(Mme de SALLUS, dans son salon, lit au coin du feu. Jacques de RANDOL entre sans bruit, regarde si personne ne le voit et vivement la baise sur les cheveux. Elle a un sursaut, pousse un petit cri et se retourne.)
Madame de Sallus
Oh ! que vous êtes imprudent !
Jacques de Randol
Ne craignez rien, on ne m'a point vu.
Madame de Sallus
Mais les domestiques ?
Jacques de Randol
Dans l'antichambre.
Madame de Sallus
Comment !… on ne vous a pas annoncé !
Jacques de Randol
Non… On m'a ouvert la porte, simplement.
Madame de Sallus
Mais à quoi pensent-ils ?
Jacques de Randol
Ils pensent, sans doute, que je ne compte plus.
Madame de Sallus
Je ne leur permettrai pas cela. Je veux qu'on vous annonce. Cela aurait mauvais air.

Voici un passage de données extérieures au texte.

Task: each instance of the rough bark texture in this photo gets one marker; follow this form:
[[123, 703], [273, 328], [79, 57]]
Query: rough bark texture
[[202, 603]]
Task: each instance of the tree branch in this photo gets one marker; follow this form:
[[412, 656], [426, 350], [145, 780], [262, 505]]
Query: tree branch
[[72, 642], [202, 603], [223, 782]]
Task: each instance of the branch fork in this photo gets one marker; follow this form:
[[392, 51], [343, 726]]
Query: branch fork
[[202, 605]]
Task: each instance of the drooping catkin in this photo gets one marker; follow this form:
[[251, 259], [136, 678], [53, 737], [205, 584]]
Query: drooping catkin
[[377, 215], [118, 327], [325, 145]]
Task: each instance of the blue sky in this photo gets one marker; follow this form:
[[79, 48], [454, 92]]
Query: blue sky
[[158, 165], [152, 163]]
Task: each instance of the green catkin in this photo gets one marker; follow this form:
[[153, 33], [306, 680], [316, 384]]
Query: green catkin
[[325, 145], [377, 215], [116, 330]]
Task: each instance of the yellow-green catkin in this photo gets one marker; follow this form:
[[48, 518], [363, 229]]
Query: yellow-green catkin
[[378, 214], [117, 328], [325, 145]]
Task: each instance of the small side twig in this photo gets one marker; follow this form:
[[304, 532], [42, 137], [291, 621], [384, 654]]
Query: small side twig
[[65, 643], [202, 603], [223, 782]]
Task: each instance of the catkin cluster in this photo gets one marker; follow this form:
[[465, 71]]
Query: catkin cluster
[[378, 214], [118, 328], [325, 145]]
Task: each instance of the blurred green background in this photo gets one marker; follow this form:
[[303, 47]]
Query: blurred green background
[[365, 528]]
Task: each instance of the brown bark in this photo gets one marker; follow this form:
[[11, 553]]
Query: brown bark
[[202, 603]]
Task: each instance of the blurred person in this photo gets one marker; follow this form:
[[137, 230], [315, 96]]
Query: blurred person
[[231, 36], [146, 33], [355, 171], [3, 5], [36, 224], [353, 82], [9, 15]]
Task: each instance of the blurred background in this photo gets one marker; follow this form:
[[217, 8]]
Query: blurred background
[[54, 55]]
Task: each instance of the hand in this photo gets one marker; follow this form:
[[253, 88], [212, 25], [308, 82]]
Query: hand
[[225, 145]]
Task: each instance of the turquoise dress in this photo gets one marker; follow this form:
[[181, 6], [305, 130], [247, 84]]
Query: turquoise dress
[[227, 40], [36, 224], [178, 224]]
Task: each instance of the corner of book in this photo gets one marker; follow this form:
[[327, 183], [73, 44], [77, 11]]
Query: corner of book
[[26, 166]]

Jacques de Randol (riant.)
Ils vont peut-être se mettre à annoncer votre mari…
Madame de Sallus
Jacques, cette plaisanterie est déplacée.
Jacques de Randol
Pardon. (Il s'assied.)
Attendez-vous quelqu'un ?
Madame de Sallus
Oui… probablement. Vous savez que je reçois toujours quand je suis chez moi.
Jacques de Randol
Je sais qu'on a le plaisir de vous apercevoir cinq minutes, juste le temps de vous demander des nouvelles de votre santé, et puis paraît un monsieur quelconque, amoureux de vous, bien entendu, et qui attend avec impatience que le premier arrivé s'en aille.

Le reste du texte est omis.